Die Kaiserkrone benötigt während ihrer Vegetationszeit viel Dünger. Zur Erhöhung ihrer Langlebigkeit empfiehlt es sich, ihre Knolle alle vier bis fünf Jahre umzusetzen - idealerweise während der Ruhephase der Pflanze im August. Dann empfiehlt sich auch das Setzen neuer Zwiebeln in einer Tiefe von 20 bis 25 Zentimetern. Hierfür ideal geeignet ist frischer und nahrhafter Boden. Das Wurzelwachstum der Kaiserkrone beginnt im September. Empfindlich ist die Zwiebel der Kaiserkrone gegen allzu starke Nässe und Feuchtigkeit, weshalb schwere Böden vor der Pflanzung aufgelockert und durchlässig gemacht werden sollten. Die besten Ergebnisse erzielt man in sonniger bis leicht schattiger Lage.

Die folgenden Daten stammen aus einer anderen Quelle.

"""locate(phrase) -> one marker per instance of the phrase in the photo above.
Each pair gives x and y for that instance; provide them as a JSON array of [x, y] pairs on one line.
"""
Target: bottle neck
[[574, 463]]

Beim Pflanzen der Kaiserkrone von besonderer Bedeutung ist die Lage der Zwiebel in der Erde. Ober- und Unterseite sind nämlich nicht immer einfach zu unterscheiden. Die Oberseite besitzt kleine, rötliche Knospen, die unbedingt nach oben zeigen müssen. Besonders schöne Sorten der Kaiserkrone sind Aureomarginata mit cremegelbem Rand an den Blättern, Garland Star mit besonders großer, orangefarbener Blütenkrone sowie Argenteovariegata mit orangefarbenen, elfenbeinweiß umrandeten Blüten. Traditionell aus Gegenden mit steinigem und schlechtem Boden stammend, stellt die Kaiserkrone schon bald nach ihrer Pflanzung ihre Langlebigkeit und Widerstandsfähigkeit unter Beweis. Eine Düngung mit organischen oder mineralischen Nährstoffen ab und zu ist ausreichend, um lange Freude an der üppigen und intensiv duftenden Blütenpracht der Kaiserkrone zu haben. Übrigens: Die Kaiserkrone verfügt über eine ausgesprochen abschreckende Wirkung auf Wühlmäuse. Unweit von Tulpen oder Krokussen erweist sie sich daher nicht selten als Helfer und Beschützer in der Not.